Management of Children and Youth with Neurodevelopmental Disorders (NDDs) in Community Settings Prior to Referral to a Tertiary Psychopharmacology Clinic

Poster Presentation
Friday, May 11, 2018: 5:30 PM-7:00 PM
Hall Grote Zaal (de Doelen ICC Rotterdam)
I. Kara and M. Penner, Holland Bloorview Kids Rehabilitation Hospital, Toronto, ON, Canada

The use of second-generation antipsychotic (SGA) medications to alleviate symptoms of irritability and aggression in children with autism spectrum disorder (ASD) has increased considerably in the past decade. Although efficacious, SGAs can be associated with significant cardiometabolic and neurologic risks. Given the increased susceptibility of the paediatric population to these adverse effects (AEs), the Canadian Alliance for Monitoring Effectiveness and Safety of Antipsychotics in Children (CAMESA) developed a set of guidelines in 2011 to provide physicians with clinical and laboratory testing recommendations for SGA monitoring. In this study, we undertake the first evaluation of CAMESA Guideline uptake amongst physicians to ensure that children with neurodevelopment disorders (NDDs) taking SGAs are receiving the current standard of care.

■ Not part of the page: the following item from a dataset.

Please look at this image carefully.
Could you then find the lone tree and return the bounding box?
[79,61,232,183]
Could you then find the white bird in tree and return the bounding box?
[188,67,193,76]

Primary: To determine how the introduction of the CAMESA Guidelines has impacted the frequency of clinical and laboratory investigations to monitor for AEs in children/youth with NDDs treated with SGAs.


  1. Describe the sample of children/youth referred to a tertiary psychopharmacology clinic;
  2. Determine rates of SGA prescription in the community and duration of treatment.


A retrospective chart review was undertaken to compare rates of clinical monitoring of children/youth with NDDs treated with SGAs and referred to the Holland Bloorview psychopharmacology clinic before (2008-2011) and after (2013-2016) publication of the CAMESA Guidelines. Children on SGAs were divided into three categories based on reports of clinical monitoring: (1) Any investigations complete, (2) No investigations complete, and (3) Not specified. A Fischer’s exact test was used to detect a statistically significant change in monitoring rates between the two time periods. Thoroughness of monitoring by CAMESA standards was also assessed. Descriptive statistics were used to address secondary objectives.


A total of 285 charts were reviewed (n=135 pre-CAMESA, n=150 post-CAMESA). The average age of children referred to the clinic was 10.4 years (range 2-18), with ASD as the most prevalent diagnosis amongst the population. The most common reasons for referral were aggression and hyperactivity/impulsivity. Forty-one percent of referred children were started on an SGA before arriving at the clinic, and median treatment duration was 17 months at the time of the first clinic visit. There is a nonsignificant difference (p=0.62) in the proportion of children on SGAs (n=48 pre-CAMESA, n=70 post-CAMESA) monitored for AEs before and after publication of the guidelines. Monitoring rates pre- and post-CAMESA were 35% and 44%, respectively. Of the children monitored, only 33% in the pre-CAMESA period and 63% in the post-CAMESA period underwent comprehensive investigations. This again represents a nonsignificant difference (p=0.11) in thoroughness of monitoring between the two time periods.


We aim to provide novel insight into SGA monitoring practices and emphasize the importance of health risk minimization when prescribing these medications. Given that SGA monitoring rates did not significantly improve after CAMESA guideline publication, and that less than half of children on SGAs underwent monitoring, we have identified a gap in standard of care provision. There is a need to undertake future studies to identify barriers to guideline uptake and implement appropriate interventions to address them.